Now that we are familiar with the data, let’s try to visualize it and answer some questions. Before starting, remove non-beers drinks from the dataset, and convert all variables with prefix “review_” and beer_ABV to numerical variables.

# Clean the data

#convert timestamp to datatime
beer[, datetime:= as.POSIXct(review_time, origin = "1970-01-01", tz = "UTC")]
#remove non-beers drinks
beer = beer[!grepl("Sak|Cider|Mead|Kombucha|Wine|Liquor", beer_style)]
#convert all review_ variables to numeric
for (col in c("review_overall", "review_aroma", "review_appearance", "review_palate", "review_taste")) {
  beer[, (col) := as.numeric(sub("/.*", "", get(col)))]
}
# conver abv to numeric
beer[, beer_ABV := as.numeric(beer_ABV)]

Plot the (ordered) distribution of reviews by beer_style. Which one is the most and least popular beer? (HINT: you need to use a bar plot, i.e., geom_bar but first you need the beer_style by frequency)

beer$beer_style <- fct_infreq(beer$beer_style)
ggplot(data = beer) +
  geom_bar(...

Plot the distribution of beer_ABV for all beers. Does it look like you would expect? Are there any outliers? Which one is the beer with the highest ABV? (HINT: Use a histogram, i.e., geom_histogram for the distribution; to find outliers, you can use the IQR method; to find the beer with the highest ABV, you can use which.max function)

ggplot(data = beer) +
  geom_histogram(...

# Example: Find outliers in the ABV variable
Q1 <- quantile(beer$beer_ABV, 0.25, na.rm = TRUE)
Q3 <- quantile(beer$beer_ABV, 0.75, na.rm = TRUE)
IQR <- ...

Plot the distribution of average beer_ABV by beer_style. Which beer_style has the most and least ABV content? (HINT: First, create a new dataset that computes the average beer_ABV by beer_style, then plot it using a bar plot)

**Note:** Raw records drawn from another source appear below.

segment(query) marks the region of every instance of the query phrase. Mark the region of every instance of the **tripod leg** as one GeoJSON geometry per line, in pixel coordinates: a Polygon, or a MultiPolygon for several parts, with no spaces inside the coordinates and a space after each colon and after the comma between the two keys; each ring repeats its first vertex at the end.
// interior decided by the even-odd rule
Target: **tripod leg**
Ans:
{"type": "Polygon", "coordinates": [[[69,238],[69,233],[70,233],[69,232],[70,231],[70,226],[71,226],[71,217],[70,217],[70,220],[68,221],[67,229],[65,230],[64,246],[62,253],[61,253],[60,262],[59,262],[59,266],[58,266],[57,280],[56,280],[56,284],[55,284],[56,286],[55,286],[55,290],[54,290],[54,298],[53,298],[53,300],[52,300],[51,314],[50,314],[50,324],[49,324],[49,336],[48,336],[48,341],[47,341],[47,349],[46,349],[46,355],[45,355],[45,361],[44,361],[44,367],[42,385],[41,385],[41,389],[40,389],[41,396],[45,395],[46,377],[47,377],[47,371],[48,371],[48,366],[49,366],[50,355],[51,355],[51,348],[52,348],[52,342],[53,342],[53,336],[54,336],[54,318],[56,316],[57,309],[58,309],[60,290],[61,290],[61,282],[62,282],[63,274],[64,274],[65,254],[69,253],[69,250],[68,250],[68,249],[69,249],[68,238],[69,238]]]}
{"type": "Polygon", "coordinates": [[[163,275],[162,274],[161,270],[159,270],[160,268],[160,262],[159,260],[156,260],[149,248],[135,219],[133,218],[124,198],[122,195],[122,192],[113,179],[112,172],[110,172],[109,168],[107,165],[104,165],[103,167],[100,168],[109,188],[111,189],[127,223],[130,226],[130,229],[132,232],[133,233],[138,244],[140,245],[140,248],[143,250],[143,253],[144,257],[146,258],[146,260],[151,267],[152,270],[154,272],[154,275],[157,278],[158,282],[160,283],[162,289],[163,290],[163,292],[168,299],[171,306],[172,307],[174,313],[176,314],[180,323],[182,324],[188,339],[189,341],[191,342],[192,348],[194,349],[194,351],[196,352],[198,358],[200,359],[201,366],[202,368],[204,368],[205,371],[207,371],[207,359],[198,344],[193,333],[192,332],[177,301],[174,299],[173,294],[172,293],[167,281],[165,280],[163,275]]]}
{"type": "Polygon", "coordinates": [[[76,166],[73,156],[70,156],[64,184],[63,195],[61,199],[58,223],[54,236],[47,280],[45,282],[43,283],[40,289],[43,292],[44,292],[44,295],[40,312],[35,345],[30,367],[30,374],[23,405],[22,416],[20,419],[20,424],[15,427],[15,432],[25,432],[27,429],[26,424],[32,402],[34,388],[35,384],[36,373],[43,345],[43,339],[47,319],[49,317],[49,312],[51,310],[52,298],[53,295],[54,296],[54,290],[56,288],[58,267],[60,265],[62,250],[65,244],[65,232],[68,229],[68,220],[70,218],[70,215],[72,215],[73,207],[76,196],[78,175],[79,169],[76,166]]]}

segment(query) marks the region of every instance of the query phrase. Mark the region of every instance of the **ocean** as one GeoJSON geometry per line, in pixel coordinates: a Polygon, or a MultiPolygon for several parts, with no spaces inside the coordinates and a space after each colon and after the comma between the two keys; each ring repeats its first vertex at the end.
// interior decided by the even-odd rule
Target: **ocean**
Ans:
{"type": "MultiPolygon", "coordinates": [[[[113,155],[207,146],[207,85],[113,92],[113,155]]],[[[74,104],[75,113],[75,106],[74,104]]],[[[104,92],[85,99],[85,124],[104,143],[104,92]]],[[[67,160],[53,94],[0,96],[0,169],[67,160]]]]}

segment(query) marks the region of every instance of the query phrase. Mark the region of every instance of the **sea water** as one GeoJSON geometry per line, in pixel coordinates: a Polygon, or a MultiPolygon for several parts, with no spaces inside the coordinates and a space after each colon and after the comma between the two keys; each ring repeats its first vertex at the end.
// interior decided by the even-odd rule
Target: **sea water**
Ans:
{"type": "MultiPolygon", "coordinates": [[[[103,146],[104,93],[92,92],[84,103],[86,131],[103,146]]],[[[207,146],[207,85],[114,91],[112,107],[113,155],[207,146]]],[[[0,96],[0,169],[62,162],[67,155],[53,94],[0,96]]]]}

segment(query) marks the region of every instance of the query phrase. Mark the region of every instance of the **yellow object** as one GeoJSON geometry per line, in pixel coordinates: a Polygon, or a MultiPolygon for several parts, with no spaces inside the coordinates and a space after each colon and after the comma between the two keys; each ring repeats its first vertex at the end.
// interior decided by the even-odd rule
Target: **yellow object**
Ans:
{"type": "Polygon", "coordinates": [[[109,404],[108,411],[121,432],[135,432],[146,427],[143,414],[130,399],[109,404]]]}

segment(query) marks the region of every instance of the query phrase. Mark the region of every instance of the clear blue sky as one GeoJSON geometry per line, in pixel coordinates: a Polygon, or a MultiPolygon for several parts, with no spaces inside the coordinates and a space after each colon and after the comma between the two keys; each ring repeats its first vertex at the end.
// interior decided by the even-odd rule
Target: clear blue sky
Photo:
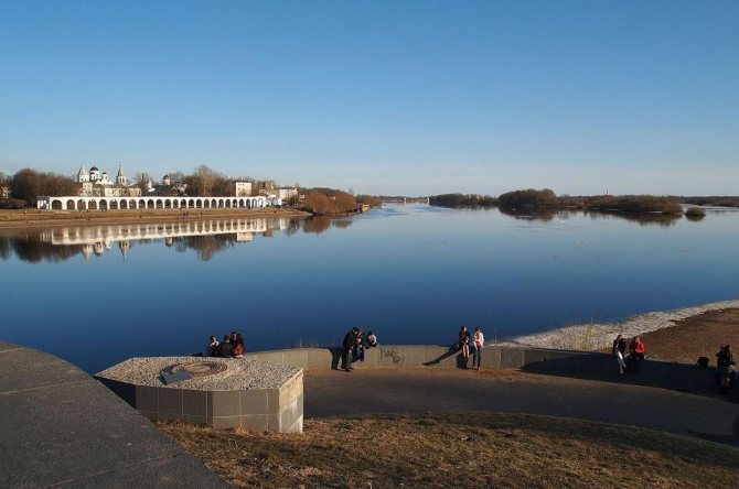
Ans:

avg.abv = beer[, .(beer_ABV = mean(as.numeric(beer_ABV), na.rm = TRUE)), by = beer_style]

ggplot(data = avg.abv) +
  geom_bar(...

Next, let’s look at ratings:

Plot the average review_overall by beer_style. Which one is the highest- and lowest-rated style? (HINT: First, create a new dataset that computes the average review_overall by beer_style, then plot it using a line + dots plot, i.e., geom_line + geom_point)

avg.review = beer[, .(review_overall = mean(review_overall, na.rm = TRUE)), by = beer_style]
ggplot(data = avg.review, aes(x = reorder(beer_style, -review_overall), y = review_overall, group = 1)) +
  geom...

Plot the average review_taste by beer_style. Which one is the highest- and lowest-rated style? (HINT: First, create a new dataset taht compute the average review_taste by beer_style, then plot it using a line + dots plot, i.e., geom_line + geom_point)

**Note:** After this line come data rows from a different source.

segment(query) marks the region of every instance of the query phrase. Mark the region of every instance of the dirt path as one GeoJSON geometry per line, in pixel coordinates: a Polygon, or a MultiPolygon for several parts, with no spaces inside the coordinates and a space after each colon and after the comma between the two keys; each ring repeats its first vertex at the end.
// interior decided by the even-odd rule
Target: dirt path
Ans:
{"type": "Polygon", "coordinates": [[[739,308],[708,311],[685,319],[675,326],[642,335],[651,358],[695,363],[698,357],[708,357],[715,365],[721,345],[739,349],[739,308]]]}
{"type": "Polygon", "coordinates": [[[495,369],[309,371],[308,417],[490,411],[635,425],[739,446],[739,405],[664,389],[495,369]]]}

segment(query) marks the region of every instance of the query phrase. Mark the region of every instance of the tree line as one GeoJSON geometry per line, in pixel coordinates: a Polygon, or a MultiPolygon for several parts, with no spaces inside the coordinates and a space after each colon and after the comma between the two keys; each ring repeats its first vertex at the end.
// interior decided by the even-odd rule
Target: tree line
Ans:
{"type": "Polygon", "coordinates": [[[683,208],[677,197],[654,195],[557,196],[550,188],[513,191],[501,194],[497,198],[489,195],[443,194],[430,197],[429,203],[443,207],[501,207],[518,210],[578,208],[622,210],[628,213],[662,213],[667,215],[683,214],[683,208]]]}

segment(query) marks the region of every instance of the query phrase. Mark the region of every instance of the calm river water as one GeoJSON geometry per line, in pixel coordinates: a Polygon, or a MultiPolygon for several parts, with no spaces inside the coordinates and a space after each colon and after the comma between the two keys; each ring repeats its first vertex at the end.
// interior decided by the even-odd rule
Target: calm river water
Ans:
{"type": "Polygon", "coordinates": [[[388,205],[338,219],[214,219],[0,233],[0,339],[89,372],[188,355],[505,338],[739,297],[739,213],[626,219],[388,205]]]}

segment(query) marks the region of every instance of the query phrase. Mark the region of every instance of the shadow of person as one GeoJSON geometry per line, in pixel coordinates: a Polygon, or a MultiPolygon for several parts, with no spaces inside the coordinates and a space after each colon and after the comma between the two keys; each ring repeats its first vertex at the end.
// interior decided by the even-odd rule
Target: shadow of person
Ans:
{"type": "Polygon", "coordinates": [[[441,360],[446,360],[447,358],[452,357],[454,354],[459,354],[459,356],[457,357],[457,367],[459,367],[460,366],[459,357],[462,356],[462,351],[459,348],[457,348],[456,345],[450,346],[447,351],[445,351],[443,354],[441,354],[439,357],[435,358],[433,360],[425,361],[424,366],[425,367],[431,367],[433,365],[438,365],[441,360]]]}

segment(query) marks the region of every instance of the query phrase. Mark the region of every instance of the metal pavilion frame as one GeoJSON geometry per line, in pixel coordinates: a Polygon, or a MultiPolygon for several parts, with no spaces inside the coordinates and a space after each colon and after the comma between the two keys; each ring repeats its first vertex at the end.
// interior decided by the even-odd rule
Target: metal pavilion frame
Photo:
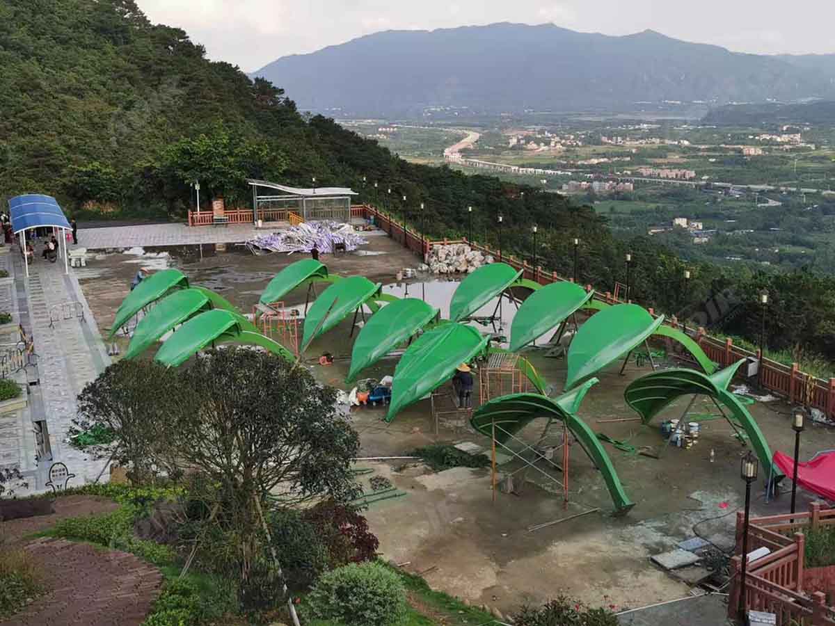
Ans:
{"type": "MultiPolygon", "coordinates": [[[[51,195],[25,194],[9,199],[8,209],[13,232],[18,236],[18,239],[20,238],[20,234],[23,233],[23,242],[20,243],[20,245],[21,251],[23,254],[23,264],[26,266],[26,277],[29,277],[29,260],[26,254],[26,231],[36,228],[52,228],[63,231],[61,238],[58,240],[58,250],[57,252],[63,251],[63,273],[69,274],[67,231],[71,229],[69,222],[67,220],[66,215],[63,215],[63,210],[58,205],[58,201],[51,195]],[[15,200],[19,200],[19,202],[15,202],[15,200]],[[28,225],[18,229],[15,227],[16,221],[23,221],[23,224],[28,224],[28,225]],[[32,223],[29,224],[29,222],[32,223]]],[[[34,260],[33,254],[33,260],[34,260]]]]}
{"type": "MultiPolygon", "coordinates": [[[[261,206],[266,203],[280,202],[284,204],[296,204],[296,209],[302,220],[316,220],[316,212],[325,210],[317,209],[316,204],[321,204],[322,200],[330,201],[336,204],[334,208],[329,208],[334,211],[337,216],[342,217],[342,221],[351,221],[351,199],[357,195],[348,187],[313,187],[311,189],[301,189],[298,187],[290,187],[278,183],[272,183],[268,180],[257,180],[247,179],[247,183],[252,187],[252,215],[254,223],[257,224],[259,220],[259,211],[262,210],[261,206]],[[269,195],[260,195],[259,188],[276,189],[284,192],[283,194],[273,194],[269,195]]],[[[331,218],[327,218],[331,219],[331,218]]]]}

avg.taste = beer[, .(review_taste = mean(review_taste, na.rm = TRUE)), by = beer_style]
ggplot(data = avg.taste, aes(x = reorder(beer_style, -review_taste), y = review_taste, group = 1)) +
  geom...

Plot the distribution of average review_overall by beer_brewerId. Do you see anything unusual? Which brewery is the most and least liked, with at least 10 reviews? (HINT: First, create a new dataset that computes the average review_overall and number of reviews by beer_brewerId, then plot it using a histogram)

avg.brewer = beer[, .(review_overall = mean(review_overall, na.rm = TRUE), num_reviews = .N), by = beer_brewerId]
ggplot(data = avg.brewer, aes(x = review_overall)) +
  geom_histogram(...

Finally, let’s look at the relationship between beer styles and reviews:

Are breweries with a few or many beer styles those with higher reviews_overall? (HINT: First, create a new dataset taht compute the number of unique beer_style and average review_overall by beer_brewerId, then plot it using a scatter plot with a regression line, i.e., geom_point + geom_smooth(method = “lm”))

avg.brewer.style = beer[, .(num_styles = uniqueN(beer_style), review_overall = mean(review_overall, na.rm = TRUE)), by = beer_brewerId]
ggplot(data = avg.brewer.style, aes(x = num_styles, y = review_overall)) +
  geom_point(...

Suppose you were tasked with helping a brewery decide which and how many beers to produce. How can you use this data to answer these questions? You can utilize some of the analyses you performed above and also add new ones (for example, we did not examine time trends). Prepare a brief presentation that discusses the analyses supporting your decisions.